L’informatique quantique est déjà une réalité au Luxembourg. Le LIST vient d’obtenir un financement de 4 millions d’euros dans le cadre du programme PEARL du Fonds National de Recherche pour le projet AQuaTSiC (Advanced Quantum Technologies with Silicon Carbide) qui vise à développer des matériaux plus performants pour l’informatique quantique en utilisant le carbure de silicium.

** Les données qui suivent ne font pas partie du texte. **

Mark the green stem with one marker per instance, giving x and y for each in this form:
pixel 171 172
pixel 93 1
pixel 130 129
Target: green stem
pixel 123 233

En outre, le groupe Post, Rhea Group, Hitec, le SnT et l’Agence spatiale européenne se sont associés pour mettre en œuvre des cas d’usage internationaux pour la distribution de clés quantiques dans des environnements informatiques opérationnels, avec le secteur financier comme client potentiel pour cette solution innovante en matière de cybersécurité.

Les fondements d’une stratégie réussie

Si la future stratégie luxembourgeoise sur l’informatique quantique ne garantit pas, à elle seule, une spécialisation réussie, ceci d’autant plus sur une technologie en amélioration permanente, la démarche annoncée par l’accord de coalition devrait permettre d’augmenter la maitrise de ces technologies pour les acteurs privés et publics tout en renforçant la souveraineté numérique du pays.

Quelques fondements, basés sur des expériences récentes, seraient susceptibles d’augmenter l’impact d’une telle stratégie. Tout d’abord, le gouvernement devrait s’appuyer sur un comité composé d’experts reconnus au niveau international, comme c’est le cas pour l’initiative sur les ressources spatiales. De plus, la future stratégie devrait identifier des partenariats potentiels européens et internationaux, publics et privés, la complexité du sujet requérant des coopérations entre experts de par le monde. Par ailleurs, une approche bottom-up reposant sur une vaste consultation des entreprises, chercheurs et experts, individuelle et collective, est nécessaire à l’exploration de toutes les potentialités concrètes de telles technologies pour le pays. Cette consultation devrait alimenter, comme cela a été fait pour « The Data-Driven Innovation Strategy for the Development of a Trusted and Sustainable Economy in Luxembourg », les passerelles concrètes avec les spécialisations présentes et en devenir, soit des secteurs d’activité tels que l’industrie des fonds d’investissement ou la logistique.

Les défis d’une telle stratégie sont immenses, au regard de la révolution technologique que pourrait constituer l’informatique quantique et de l’identité des acteurs s’étant fortement engagés dans ce domaine : GAFA, économies à la pointe technologique… Le Luxembourg a beaucoup à gagner de la réussite de cette future stratégie s’il réussit à rassembler des compétences de pointe, à développer des produits et services de niche et, bien entendu, si l’informatique quantique répond aux espoirs qu’elle a fait naître.

 


[1] Accord de coalition 2023-2028 – « Lëtzebuerg fir d’Zukunft stäerken », 2023.

[2] Ons Wirtschaft vu muer – Feuille de route pour une économie compétitive et durable 2025, 2021.

[3] The Data-Driven Innovation Strategy for the Development of a Trusted and Sustainable Economy in Luxembourg, 2019.

[4] Intelligence artificielle : une vision stratégique pour le Luxembourg, 2019.